Home News Rwanda leader again blasts France over genocide

Rwanda leader again blasts France over genocide

Published on 25/03/2004

KIGALI, March 25 (AFP) - Rwandan President Paul Kagame on Thursday poured scorn on France's recent claim of having saved hundreds of thousands of lives during the 1994 genocide in the central African state.

“Yes, they saved some people, but they saved those who were killing not those who were being killed,” Kagame told a news conference, adding that he was considering setting up a commission of enquiry to look into the role of various parties in the genocide.

The runup to the 10th anniversary of the genocide – which was unleashed in April 1994 and ended 100 days and up to a million deaths later – has prompted a series of mutual accusations between Paris and Kigali.

On March 16, Kagame said France “supplied weapons, they gave orders and instructions to the perpetrators of genocide,” soldiers and militia forces backed by the then Hutu majority government.

Two days later, French Foreign Minister Dominique de Villepin insisted that French soldiers had saved “several hundred thousand lives” during the killings.He was referring to a contingent of French troops sent to Rwanda in the summer of 1994 under a United Nations mandate.

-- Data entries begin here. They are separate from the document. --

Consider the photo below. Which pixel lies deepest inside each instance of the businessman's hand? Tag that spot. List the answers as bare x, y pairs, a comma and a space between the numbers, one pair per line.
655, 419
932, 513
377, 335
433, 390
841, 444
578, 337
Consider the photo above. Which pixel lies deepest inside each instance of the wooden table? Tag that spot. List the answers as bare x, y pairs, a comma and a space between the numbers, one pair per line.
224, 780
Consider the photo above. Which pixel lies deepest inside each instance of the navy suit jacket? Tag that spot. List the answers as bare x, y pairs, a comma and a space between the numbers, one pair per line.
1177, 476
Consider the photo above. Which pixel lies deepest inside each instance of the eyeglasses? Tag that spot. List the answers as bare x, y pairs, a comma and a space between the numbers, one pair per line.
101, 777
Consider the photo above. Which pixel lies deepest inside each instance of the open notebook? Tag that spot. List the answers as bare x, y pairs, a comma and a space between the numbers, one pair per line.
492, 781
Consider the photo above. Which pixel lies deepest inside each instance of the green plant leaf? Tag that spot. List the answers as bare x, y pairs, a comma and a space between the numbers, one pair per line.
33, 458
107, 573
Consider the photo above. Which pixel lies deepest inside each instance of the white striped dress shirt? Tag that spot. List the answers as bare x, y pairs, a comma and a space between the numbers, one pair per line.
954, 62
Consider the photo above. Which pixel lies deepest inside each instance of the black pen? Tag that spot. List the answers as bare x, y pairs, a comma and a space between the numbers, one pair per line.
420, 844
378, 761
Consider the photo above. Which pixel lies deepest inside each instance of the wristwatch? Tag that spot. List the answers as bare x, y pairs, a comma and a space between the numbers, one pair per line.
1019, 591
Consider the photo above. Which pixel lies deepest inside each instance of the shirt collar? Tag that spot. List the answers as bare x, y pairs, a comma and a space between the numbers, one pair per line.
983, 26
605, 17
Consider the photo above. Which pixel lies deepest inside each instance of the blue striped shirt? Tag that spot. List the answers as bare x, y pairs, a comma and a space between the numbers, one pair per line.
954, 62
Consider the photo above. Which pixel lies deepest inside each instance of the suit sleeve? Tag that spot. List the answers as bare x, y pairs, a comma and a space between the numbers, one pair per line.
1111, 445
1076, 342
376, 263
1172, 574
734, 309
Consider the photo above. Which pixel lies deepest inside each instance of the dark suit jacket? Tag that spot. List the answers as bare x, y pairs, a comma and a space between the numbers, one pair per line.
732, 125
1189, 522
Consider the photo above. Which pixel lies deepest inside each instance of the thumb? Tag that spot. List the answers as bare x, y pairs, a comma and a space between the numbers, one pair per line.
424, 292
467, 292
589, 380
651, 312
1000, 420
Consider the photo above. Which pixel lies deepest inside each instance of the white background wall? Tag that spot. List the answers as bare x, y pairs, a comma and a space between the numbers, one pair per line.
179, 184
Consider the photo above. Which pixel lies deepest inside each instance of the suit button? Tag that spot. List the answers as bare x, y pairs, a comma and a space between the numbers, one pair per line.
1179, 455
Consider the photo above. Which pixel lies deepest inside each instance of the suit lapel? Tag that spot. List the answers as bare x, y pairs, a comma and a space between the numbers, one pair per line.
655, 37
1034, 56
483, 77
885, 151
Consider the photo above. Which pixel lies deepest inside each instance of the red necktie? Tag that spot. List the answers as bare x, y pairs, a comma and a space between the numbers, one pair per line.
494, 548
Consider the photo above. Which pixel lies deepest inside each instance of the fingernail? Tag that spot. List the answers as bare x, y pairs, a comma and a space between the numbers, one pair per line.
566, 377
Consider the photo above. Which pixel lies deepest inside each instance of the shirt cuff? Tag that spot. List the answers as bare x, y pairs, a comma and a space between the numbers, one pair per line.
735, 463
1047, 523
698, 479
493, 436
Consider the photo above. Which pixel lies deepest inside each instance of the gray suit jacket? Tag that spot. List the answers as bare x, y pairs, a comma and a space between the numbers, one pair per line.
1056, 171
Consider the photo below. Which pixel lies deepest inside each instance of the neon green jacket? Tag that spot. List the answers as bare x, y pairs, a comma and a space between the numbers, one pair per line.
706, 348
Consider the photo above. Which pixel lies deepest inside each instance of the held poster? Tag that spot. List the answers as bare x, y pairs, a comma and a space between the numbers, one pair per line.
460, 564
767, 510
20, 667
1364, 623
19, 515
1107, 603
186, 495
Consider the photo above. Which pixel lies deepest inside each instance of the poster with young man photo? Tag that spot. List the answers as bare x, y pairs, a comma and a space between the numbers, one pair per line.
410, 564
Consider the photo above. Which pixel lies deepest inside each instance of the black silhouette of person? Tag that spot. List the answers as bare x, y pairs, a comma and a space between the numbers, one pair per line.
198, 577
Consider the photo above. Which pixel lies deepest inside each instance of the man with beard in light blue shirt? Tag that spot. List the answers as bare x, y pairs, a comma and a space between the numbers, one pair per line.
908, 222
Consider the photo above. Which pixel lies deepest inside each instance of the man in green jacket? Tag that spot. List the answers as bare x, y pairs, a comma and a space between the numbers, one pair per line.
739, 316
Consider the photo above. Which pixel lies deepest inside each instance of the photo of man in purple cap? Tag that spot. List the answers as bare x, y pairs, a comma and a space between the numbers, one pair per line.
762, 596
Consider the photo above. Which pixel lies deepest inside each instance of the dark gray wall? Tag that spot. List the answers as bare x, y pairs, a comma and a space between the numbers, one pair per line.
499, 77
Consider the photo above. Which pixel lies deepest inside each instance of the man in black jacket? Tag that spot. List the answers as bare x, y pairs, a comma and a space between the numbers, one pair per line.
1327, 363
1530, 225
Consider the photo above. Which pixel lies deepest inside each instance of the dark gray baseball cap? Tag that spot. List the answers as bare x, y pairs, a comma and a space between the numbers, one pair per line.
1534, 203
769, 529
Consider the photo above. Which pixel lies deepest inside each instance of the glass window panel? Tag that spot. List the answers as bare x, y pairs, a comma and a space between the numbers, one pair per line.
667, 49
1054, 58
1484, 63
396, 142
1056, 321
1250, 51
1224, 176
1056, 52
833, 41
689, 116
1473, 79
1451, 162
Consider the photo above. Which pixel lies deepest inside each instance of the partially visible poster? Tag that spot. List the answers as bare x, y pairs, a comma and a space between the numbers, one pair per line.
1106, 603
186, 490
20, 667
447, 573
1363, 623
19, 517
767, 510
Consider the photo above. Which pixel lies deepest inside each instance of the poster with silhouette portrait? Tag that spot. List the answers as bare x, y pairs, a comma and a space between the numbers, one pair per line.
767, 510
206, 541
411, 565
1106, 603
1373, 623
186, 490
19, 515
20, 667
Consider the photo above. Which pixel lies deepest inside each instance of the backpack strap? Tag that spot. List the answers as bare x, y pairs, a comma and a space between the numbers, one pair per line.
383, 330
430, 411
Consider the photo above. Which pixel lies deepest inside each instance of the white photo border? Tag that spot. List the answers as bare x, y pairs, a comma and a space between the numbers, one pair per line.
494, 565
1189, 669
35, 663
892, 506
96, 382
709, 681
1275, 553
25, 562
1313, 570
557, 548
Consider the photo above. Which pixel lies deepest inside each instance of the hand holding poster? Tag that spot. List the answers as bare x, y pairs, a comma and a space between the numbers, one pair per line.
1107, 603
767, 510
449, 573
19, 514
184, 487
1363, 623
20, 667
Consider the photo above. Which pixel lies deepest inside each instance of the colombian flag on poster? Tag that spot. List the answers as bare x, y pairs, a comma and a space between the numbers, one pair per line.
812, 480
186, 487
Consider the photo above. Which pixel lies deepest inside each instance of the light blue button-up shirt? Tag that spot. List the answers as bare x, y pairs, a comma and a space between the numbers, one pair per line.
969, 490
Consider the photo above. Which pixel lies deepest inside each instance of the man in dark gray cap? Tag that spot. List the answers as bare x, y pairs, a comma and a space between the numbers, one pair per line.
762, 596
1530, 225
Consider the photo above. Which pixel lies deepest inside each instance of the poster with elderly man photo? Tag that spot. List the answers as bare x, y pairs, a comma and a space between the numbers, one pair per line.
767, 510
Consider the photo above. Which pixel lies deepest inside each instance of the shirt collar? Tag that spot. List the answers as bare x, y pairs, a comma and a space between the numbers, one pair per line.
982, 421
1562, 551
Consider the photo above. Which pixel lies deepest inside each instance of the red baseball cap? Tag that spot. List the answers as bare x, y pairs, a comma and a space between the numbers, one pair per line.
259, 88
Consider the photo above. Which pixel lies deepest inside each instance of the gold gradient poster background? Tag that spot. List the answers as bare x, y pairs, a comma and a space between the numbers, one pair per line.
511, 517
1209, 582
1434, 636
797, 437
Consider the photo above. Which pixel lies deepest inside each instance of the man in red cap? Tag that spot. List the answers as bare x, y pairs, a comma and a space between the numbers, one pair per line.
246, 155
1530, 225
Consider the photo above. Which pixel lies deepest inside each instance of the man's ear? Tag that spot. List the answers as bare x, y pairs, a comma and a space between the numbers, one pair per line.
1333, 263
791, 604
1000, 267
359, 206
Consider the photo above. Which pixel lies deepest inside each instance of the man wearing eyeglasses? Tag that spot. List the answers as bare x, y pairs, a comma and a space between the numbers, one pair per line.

Kigali has long claimed that these forces helped perpetrators of the genocide flee to neighbouring Zaire (now the Democratic Republic of Congo).

“We cannot continue to pretend that we don’t know the facts related to the involvement of French here in Rwanda before, during and after the genocide.

These are facts,” Kagame told Thursday’s news conference.

“We might set up a commission to investigate the responsibilities of different people in the genocide, mainly foreigners… That might include shedding more light on such a case,” he said.

Earlier this month, Le Monde newspaper reported that a French police investigation had found Kagame personally responsible for the assassination of his predecessor Juvenal Habyarimana, whose death in a rocket attack on his aeroplane in April 1994 triggered the massacres.

The Rwandan government has strongly denied the allegation that Kagame, who at the time led a mainly Tutsi rebel movement – which went on to seize Kigali and put an end to the massacres in July 1994 – was the “decision-maker” behind the missile attack.